Little Big Adventure II is probably the most interesting branch of that system of thinking: it has the full 3d geometry of its outdoor world but presents it through fixed cameras. Each time the camera changes it pre-renders the background with depth information, after which only the main characters are redrawn in realtime. That causes a 0.5 second lag when changing camera, but that alone isn't jarring for the genre.
The Microsoft Talisman project from the mid-'90s tried something very close to what you're asking. It would start by rendering a frame as a sequence of tiles and submitting those to the GPU. It would approximate the next frame and possibly the one after that by having the GPU simply manipulate the original tiles based on the camera difference — rotate them, move them around, scale them, all of them independently of each other.

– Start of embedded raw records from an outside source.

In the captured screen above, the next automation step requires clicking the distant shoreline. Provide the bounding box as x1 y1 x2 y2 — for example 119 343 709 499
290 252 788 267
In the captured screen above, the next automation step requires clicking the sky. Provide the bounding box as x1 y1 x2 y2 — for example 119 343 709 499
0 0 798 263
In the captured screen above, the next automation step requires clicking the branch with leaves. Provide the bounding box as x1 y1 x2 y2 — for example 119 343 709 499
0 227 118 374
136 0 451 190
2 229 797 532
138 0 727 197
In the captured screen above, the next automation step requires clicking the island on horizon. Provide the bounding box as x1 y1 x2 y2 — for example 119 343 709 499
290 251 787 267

Then when the CPU had prepared the next entirely-new frame, it would submit it. So you got perfect key frames plus approximate intermediaries. It was implemented and previewed, but missed its window for success as the ordinary 3d accelerators appeared on the market.
EDIT: also suddenly returning from the back of my the memory, a special word for Parsoft Interactive and the line of flight simulators up to 1996's 'A-10 Cuba!'. They were software developers that started on the Mac in the late-'80s, which means a massive display compared to processing ability. So they used a system of per-scan frame differencing to publish only the differences. Imagine a big green polygon that's rotating. The centre essentially remains the same so if you can figure how to redraw only the edges in less time than it takes just to redraw the centre then that's a win. Exactly how they did it seems to be vague but I'll bet it's just a matter of inserting spans into a structure that you can then traverse in x order (probably O(log n)) and performing a linear differencing of this frame and the previous at the end (in O(n)).
That's almost certainly why they were still pushing solid colour polygons as late as 1996, but also why they could do a pretty good frame rate at 1024x768x8bpp on a 68040, and a fantastic frame rate at 1280x1024 on my unaccelerated Pentium of 1996. Which was the best the monitor could display.